Ce site est optimisé pour être consulté depuis un navigateur moderne dans lequel JavaScript est activé.

Lip-sync, Spine and automating animations

chrisj

I know that there has been some work done with Papagayo and lip-sync but we considering using the commercial solution from Annosoft. It does phoneme extraction and well as mouth position but its standard integrations are for 3D models and so we will have to roll our own for Spine. What I am wondering is how to best do the transitions from mouth position to mouth position? (we are a cartoon-y style not realistic so there is some leeway here)

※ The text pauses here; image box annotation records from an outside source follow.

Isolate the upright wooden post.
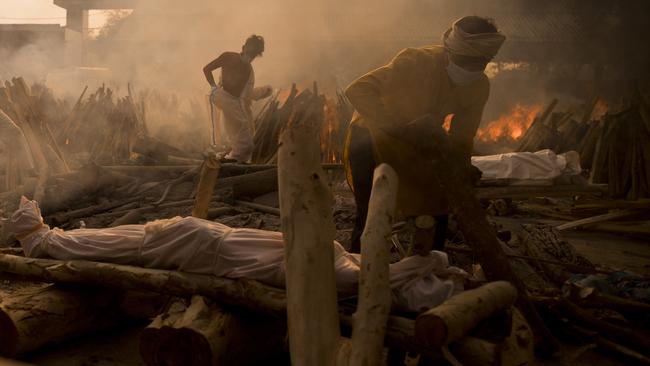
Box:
[192,153,221,219]
[350,164,398,366]
[278,109,340,366]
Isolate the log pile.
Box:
[0,78,70,198]
[252,83,352,164]
[517,93,650,200]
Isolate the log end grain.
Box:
[0,309,18,357]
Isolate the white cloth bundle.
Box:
[442,18,506,60]
[7,197,467,311]
[472,149,581,180]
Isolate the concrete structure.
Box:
[54,0,135,33]
[54,0,136,65]
[0,24,64,52]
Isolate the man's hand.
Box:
[210,86,219,103]
[399,114,435,154]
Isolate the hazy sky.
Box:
[0,0,106,28]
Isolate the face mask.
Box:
[447,61,483,86]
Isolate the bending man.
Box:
[344,16,505,254]
[203,35,272,163]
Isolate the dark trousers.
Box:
[348,125,449,253]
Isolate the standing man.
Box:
[203,34,273,163]
[344,16,505,255]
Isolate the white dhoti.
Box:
[212,68,272,163]
[0,109,34,169]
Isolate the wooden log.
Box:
[415,281,517,348]
[449,337,502,366]
[516,99,558,151]
[0,254,286,315]
[278,106,340,366]
[192,153,221,219]
[0,285,158,357]
[45,197,140,226]
[217,169,278,198]
[140,295,286,366]
[423,123,559,356]
[109,209,144,227]
[349,164,398,365]
[556,209,640,231]
[0,254,446,354]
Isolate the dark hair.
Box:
[458,15,498,34]
[244,34,264,56]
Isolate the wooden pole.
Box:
[0,254,436,354]
[140,295,286,366]
[415,281,517,348]
[278,104,340,366]
[350,164,398,366]
[192,153,221,219]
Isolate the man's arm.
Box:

Our animator will start by creating 10 or so mouth positions with rigged lips/teeth and we can map each phoneme to a mouth position. The question is - can we do a programmatic way of interpolating mouth positions? With no interpolation at all we could just use the 10 mouth positions as separate attachments and switch attachments as needed but surely we can do better. The animator could also generate 10*9 animations from any one mouth position to any other but that seems time consuming. I was thinking of generating those animations programmatically and adding them to the exported JSON - have not looked into it in detail but seems doable. We would also need a post-process step on every export which is acceptable but not desirable. Am I missing something in the tool itself that would make this straightforward?

Nate

How would you interpolate the mouths? Are they images? If so, maybe you can scale the current mouth toward the size of the next mouth. Matching it exactly might stretch some mouths too far, but scaling it x% of the way might be nice. One way to do this would be to make each mouth a mesh with 4 vertices, then move the vertices x% of the distance from the original current mouth position to the new mouth position of the same vertex. I'm not sure what other kind of transform you could do between mouths.

amcleod

I've had some success with this using some rigging & weights, in a manner similar to what Nate described. It's a bit of a curious setup, but it looks something like this:

Starting with an "oh" phoneme shape, create a mesh that maps the lips of the mouth.
Create a copy of this mesh for every other mouth shape (duplicate the mesh and change the image path).
Reposition the vertices on each mesh to be in the appropriate positions for the mouth pose. The idea is to have all of your mouth shapes share a common set of vertices.
Create a set of bones to control parts of the mouth.
For each mouth shape, position the bones in the appropriate locations, and bind them to the mesh. Be sure to position the bones before binding them to the mesh.
After you've bound the bones to all the mouth shapes, restore the bones to their original position for the "oh" phoneme (or whichever phoneme you want for your setup pose).

This will give you a setup where you can move the mouth bones around, and each mouth shape will distort to match the bone position as closely as possible. This way you don't have to create specific animations to transition from one mouth shape to another. You just move the bones, and change the visible attachment at the correct point in time. So for example, to transition from "oh" to "aah", stretch the edges of the mouth wide, and narrow the center gap for the lips.

The key is that the mouth bones must be in the proper position for the mouth shape when they are bound to the mesh. You can uses weighting to smooth out how each particular shape distorts when the bone positions move around. Some shapes don't always distort well, but with the right weighting, I found this setup surprisingly effective.